It is not clear whether any additional questions were asked at this point, but, if there were, they were most likely directed to the same topics as were the patrolman's first questions. ( See id. at 44-45.)

For his own safety and that of the assisting officer, Patrolman Sheeky patted down the defendant and the passenger. ( Id. at 14.) The assisting police officer then watched the defendant and passenger while Patrolman Sheeky searched the SUV. ( Id.) Underneath the front passenger seat, Patrolman Sheeky found two bags containing heroin. ( Id. at 16.) He and the assisting officer then placed the defendant and the passenger under arrest. ( Id.)

After seeing that the two were handcuffed, Patrolman Sheeky read them their Miranda rights from a pre-printed card. ( Id. at 16-18.) In response to the question, "with these rights in mind will you talk to us at this time[,]" the defendant "just basically said, `Well I'm not sure if I should, I'm really not.'" ( Id. at 18.) So, "to err on the side of caution," Patrolman Sheeky decided not to ask any further questions of the defendant at that point, but later did ask him basic identifying information while filling out paperwork associated with the arrest. ( Id. at 49, 51.) Patrolman Sheeky and the assisting officer took the defendant and the passenger to the nearby police troop and placed them in separate holding areas. ( Id. at 19.) After handling paperwork, processing evidence, and dealing with other administrative matters, Patrolman Sheeky made a telephone call to Special Agent David Hughes of the United States Drug Enforcement Agency. ( See id. at 19-20.) By this time, it was approximately 2:30 to 3:00 a.m. ( Id.)

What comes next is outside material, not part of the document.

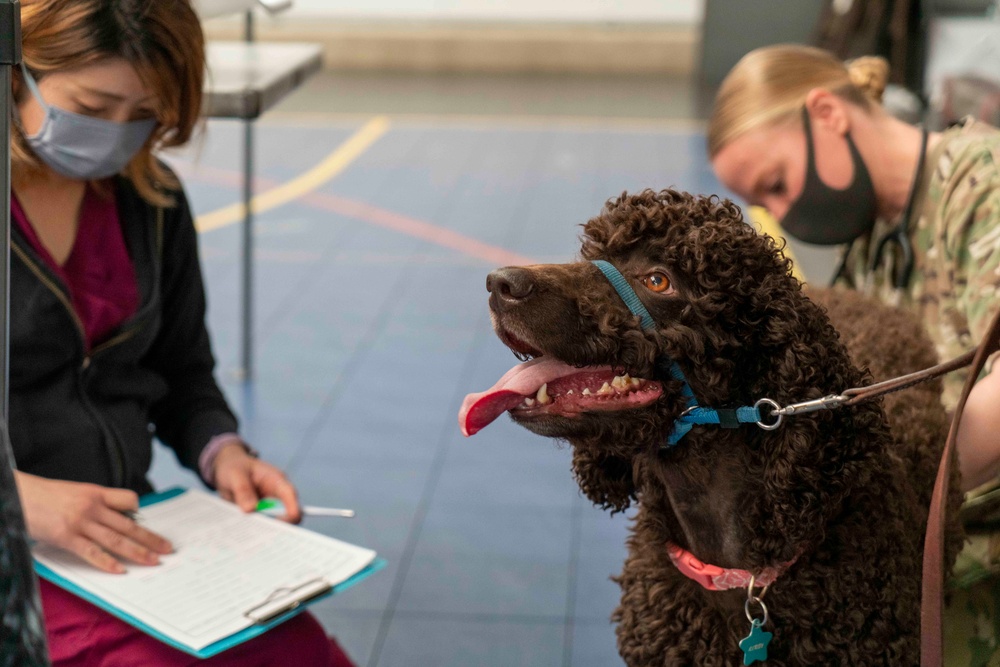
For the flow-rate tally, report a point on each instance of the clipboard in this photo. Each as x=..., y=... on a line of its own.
x=283, y=604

According to Patrolman Sheeky, he told Agent Hughes that he had read the defendant the standard Miranda warnings but that the defendant "wasn't sure what he wanted to do, if he wanted to give a statement so I didn't question him anymore about anything related to the traffic stop." ( Id. at 20.) Agent Hughes remembered the conversation somewhat differently. He testified that, "the statements that Patrolman Sheeky made to me . . . were based upon my questions. My questions were, `did you Mirandize them?' `Yes." I said, `Did they invoke Mianda?' `No.' And then the next question was, `Had they been interviewed?' He said, `No.'" ( Id. at 75.) Agent Hughes arranged to come to the troop later that morning, which he did. ( Id. at 21, 75.)

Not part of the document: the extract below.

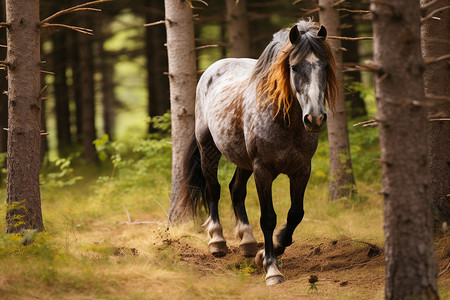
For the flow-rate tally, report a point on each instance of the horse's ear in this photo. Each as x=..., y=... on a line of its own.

Shortly before 9:00 a.m., Agent Hughes entered the room where the defendant was being held. ( Id. at 61.) The conversation that followed between the agent and the defendant was videotaped (Gov't Ex. 4) and witnessed by Patrolman Sheeky (Tr. at 21-22), and it is also memorialized in a transcript that was prepared by defense counsel (Def. Ex. 1). It began with Agent Hughes introducing himself and telling the defendant, in essence, that he would be charged with a federal crime and that there were some routine booking questions to go through. ( See Def. Ex. 1 at 1.) Agent Hughes then asked the defendant whether he owned a car, where he was born, what his current address was, whether he had tattoos and, if so, what and where they were, whether he was employed, what his home phone and cell phone numbers were, whether he had a passport, whether he had a driver's license, what the names and ages of his parents were, the name, age, and contact information for his wife, the names of any children he might have and where they lived. ( Id. at 1-4.) According to the time notations on the transcript, it took approximately six minutes to go through those questions and answers. ( Id.)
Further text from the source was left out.